Maßnahmen gegen Rechtsextremismus, Rassismus und Antisemitismus

Berlin ist eine vielfältige und weltoffene Metropole – das ist zwar eine Tatsache, aber keine Selbstverständlichkeit

Rechtsextremismus, Rassismus und Antisemitismus bedrohen das Selbstverständnis Berlins als Stadt der Vielfalt. Diskriminierungen im Alltag, die Schändung von Gedenksteinen, rechtsmotivierte Gewalt – die Probleme zeigen sich in verschiedenen Facetten, in allen Stadtteilen und allen Gesellschaftsschichten. Rassismus kommt auch unabhängig von rechtsextremen und antisemitischen Haltungen vor.

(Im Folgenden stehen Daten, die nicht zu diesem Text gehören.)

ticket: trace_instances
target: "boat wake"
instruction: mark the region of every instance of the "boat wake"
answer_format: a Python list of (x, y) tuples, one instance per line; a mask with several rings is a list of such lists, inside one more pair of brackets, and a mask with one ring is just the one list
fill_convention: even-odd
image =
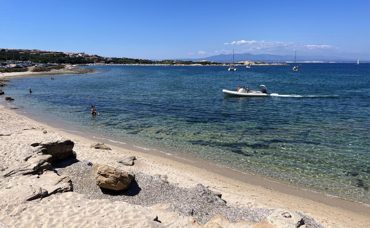
[(337, 95), (307, 95), (307, 96), (301, 96), (296, 94), (279, 94), (279, 93), (271, 93), (270, 95), (271, 96), (274, 97), (285, 97), (290, 98), (335, 98), (338, 96)]

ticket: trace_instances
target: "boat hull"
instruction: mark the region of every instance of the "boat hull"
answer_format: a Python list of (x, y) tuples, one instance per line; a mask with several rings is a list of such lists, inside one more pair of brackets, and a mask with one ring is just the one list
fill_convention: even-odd
[(264, 97), (270, 96), (268, 94), (261, 92), (253, 93), (253, 92), (251, 92), (247, 93), (238, 93), (236, 91), (233, 91), (231, 90), (226, 90), (226, 89), (223, 89), (222, 92), (225, 93), (225, 94), (226, 94), (227, 95), (237, 96), (242, 97)]

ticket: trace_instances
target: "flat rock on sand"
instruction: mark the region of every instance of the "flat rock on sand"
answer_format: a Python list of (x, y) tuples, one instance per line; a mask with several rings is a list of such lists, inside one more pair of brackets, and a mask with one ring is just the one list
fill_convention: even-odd
[(58, 134), (34, 129), (12, 134), (6, 139), (15, 143), (33, 146), (41, 146), (47, 150), (43, 151), (43, 153), (52, 156), (53, 161), (70, 156), (74, 145), (73, 142)]
[(104, 145), (104, 143), (100, 142), (97, 142), (90, 145), (91, 147), (95, 149), (99, 149), (101, 150), (111, 150), (110, 147)]
[(0, 220), (9, 227), (165, 227), (154, 221), (155, 214), (142, 207), (89, 199), (71, 192), (18, 204), (11, 210), (10, 216), (0, 207)]
[[(71, 177), (75, 192), (85, 195), (90, 199), (123, 201), (144, 206), (171, 204), (167, 210), (183, 216), (193, 216), (201, 224), (205, 224), (219, 214), (232, 222), (260, 222), (266, 220), (274, 211), (229, 206), (214, 192), (201, 184), (189, 188), (180, 188), (140, 172), (132, 172), (135, 174), (135, 179), (126, 192), (118, 193), (103, 190), (103, 192), (91, 177), (92, 166), (91, 162), (83, 161), (56, 169), (60, 174)], [(316, 223), (313, 221), (313, 223)], [(317, 224), (319, 226), (307, 227), (322, 227)]]
[(92, 166), (91, 173), (97, 185), (116, 191), (127, 189), (135, 178), (135, 175), (123, 170), (96, 163)]
[(123, 156), (117, 162), (125, 165), (134, 165), (134, 161), (136, 159), (135, 155), (127, 155)]

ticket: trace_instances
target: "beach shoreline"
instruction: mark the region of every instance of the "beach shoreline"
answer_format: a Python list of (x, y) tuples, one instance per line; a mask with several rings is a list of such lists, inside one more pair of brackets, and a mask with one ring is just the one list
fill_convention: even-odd
[[(92, 135), (89, 137), (84, 133), (80, 135), (78, 132), (73, 132), (73, 130), (64, 129), (61, 130), (61, 128), (53, 126), (47, 120), (37, 121), (34, 119), (36, 119), (34, 116), (31, 116), (30, 118), (28, 116), (16, 113), (14, 110), (10, 110), (1, 104), (0, 109), (3, 111), (5, 110), (7, 115), (16, 116), (32, 125), (45, 128), (48, 131), (51, 131), (75, 142), (78, 142), (78, 143), (87, 145), (96, 141), (97, 139)], [(21, 109), (18, 110), (21, 112)], [(231, 205), (246, 206), (248, 204), (251, 204), (252, 208), (263, 206), (267, 208), (289, 208), (292, 210), (302, 211), (312, 217), (324, 227), (353, 227), (350, 225), (348, 226), (344, 225), (350, 224), (350, 220), (347, 220), (350, 218), (352, 218), (350, 221), (352, 222), (353, 222), (354, 218), (356, 221), (358, 220), (359, 224), (368, 222), (370, 221), (369, 216), (370, 208), (359, 203), (284, 185), (250, 174), (242, 174), (226, 167), (211, 164), (194, 158), (130, 147), (129, 145), (126, 146), (118, 143), (115, 143), (107, 139), (100, 138), (99, 141), (104, 143), (115, 151), (135, 154), (140, 160), (150, 164), (150, 169), (145, 167), (147, 166), (146, 165), (141, 166), (139, 170), (141, 171), (153, 175), (154, 168), (157, 169), (161, 167), (163, 169), (164, 167), (170, 182), (175, 182), (179, 186), (186, 187), (197, 183), (211, 186), (212, 190), (222, 192), (222, 195), (225, 196), (223, 196), (223, 198), (228, 204)], [(76, 150), (78, 159), (82, 161), (87, 158), (84, 157), (86, 155), (84, 155), (82, 158), (79, 156), (78, 151)], [(88, 159), (95, 162), (98, 161), (100, 162), (101, 158), (98, 156), (93, 159)], [(169, 170), (170, 172), (169, 172)], [(184, 170), (186, 171), (184, 172)], [(332, 219), (328, 216), (329, 214), (335, 214), (337, 218), (340, 218), (340, 221), (337, 219), (333, 222)], [(336, 226), (333, 224), (338, 222), (342, 225)], [(329, 224), (330, 225), (328, 226), (325, 225)]]
[(2, 78), (6, 79), (25, 77), (36, 77), (75, 74), (85, 74), (95, 73), (97, 72), (96, 70), (86, 67), (66, 66), (64, 68), (62, 69), (52, 69), (50, 71), (47, 72), (31, 72), (25, 71), (24, 72), (0, 73), (0, 79)]
[[(4, 106), (4, 104), (0, 101), (0, 106)], [(0, 106), (1, 107), (1, 106)], [(280, 192), (291, 195), (331, 206), (334, 206), (348, 209), (356, 213), (370, 214), (370, 206), (361, 202), (341, 198), (330, 195), (327, 193), (320, 192), (313, 189), (305, 188), (302, 186), (286, 181), (269, 178), (268, 177), (259, 175), (245, 170), (238, 170), (227, 167), (222, 164), (189, 155), (179, 153), (174, 151), (168, 151), (166, 148), (154, 148), (150, 145), (146, 145), (133, 142), (122, 142), (117, 141), (117, 139), (109, 138), (96, 133), (88, 132), (81, 129), (70, 127), (64, 124), (46, 119), (33, 113), (24, 112), (23, 109), (16, 109), (14, 111), (24, 117), (29, 121), (36, 122), (37, 124), (44, 128), (52, 128), (53, 132), (57, 132), (62, 135), (68, 135), (68, 138), (82, 137), (85, 140), (91, 142), (99, 141), (111, 146), (115, 146), (132, 152), (140, 152), (152, 155), (155, 158), (160, 157), (180, 163), (192, 165), (195, 168), (208, 171), (210, 172), (218, 174), (225, 178), (232, 179), (247, 184), (255, 185), (266, 189), (273, 190)], [(68, 134), (70, 134), (68, 135)]]
[[(283, 208), (300, 211), (328, 228), (349, 228), (353, 227), (354, 224), (360, 225), (370, 223), (370, 207), (359, 203), (285, 185), (195, 157), (148, 149), (150, 146), (144, 148), (99, 137), (95, 134), (83, 132), (58, 123), (57, 120), (45, 119), (25, 109), (10, 110), (10, 108), (17, 107), (12, 106), (9, 102), (4, 102), (4, 96), (0, 96), (0, 110), (6, 117), (3, 118), (6, 121), (9, 118), (16, 118), (30, 123), (35, 127), (70, 139), (77, 146), (77, 158), (80, 161), (109, 164), (114, 162), (117, 156), (134, 154), (138, 160), (132, 168), (137, 171), (151, 175), (166, 174), (170, 183), (181, 187), (188, 188), (199, 183), (210, 186), (212, 191), (222, 193), (222, 199), (233, 206)], [(97, 141), (111, 147), (112, 152), (104, 151), (104, 155), (102, 152), (90, 154), (91, 151), (86, 150), (85, 148)], [(80, 153), (79, 149), (83, 148), (83, 152)]]

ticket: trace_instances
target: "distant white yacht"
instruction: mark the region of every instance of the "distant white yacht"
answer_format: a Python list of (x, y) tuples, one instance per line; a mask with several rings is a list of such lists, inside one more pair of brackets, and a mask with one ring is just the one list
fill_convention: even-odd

Der Berliner Senat nimmt diese Probleme sehr ernst und hat deswegen vielfältige Aktivitäten zur Eindämmung von Rechtsextremismus und Antisemitismus oder Rassismus initiiert:

Das Landesprogramm gegen Rechtsextremismus, Rassismus und Antisemitismus fördert Demokratieinitiativen und ihre Arbeit gegen Menschenverachtung. Der Landesaktionsplan gegen Rassismus und ethnische Diskriminierung unterstützt Berliner Verwaltungen in der Prävention und Bekämpfung von Rassismus und Diskriminierung. Mit der Beteiligung an EU-Projekten und der Mitarbeit in der Europäischen Städtekoalition gegen Rassismus und ethnische Diskriminierung bringt Berlin seine Erfahrungen in internationale Zusammenhänge ein und nutzt die Erfahrungen anderer Städte für die Weiterentwicklung seiner Maßnahmen. Der konzeptionelle strategische Ansatz des gesamten Berliner Senats wird indessen in der Berliner Landeskonzeption „Demokratie. Vielfalt. Respekt.“ zusammengefasst.

Die Koordination und Zusammenführung dieser Maßnahmen erfolgt durch die Landesantidiskriminierungsstelle in der Senatsverwaltung für Justiz, Verbraucherschutz und Antidiskriminierung. Sie arbeitet dafür mit zahlreichen Initiativen der Zivilgesellschaft zusammen.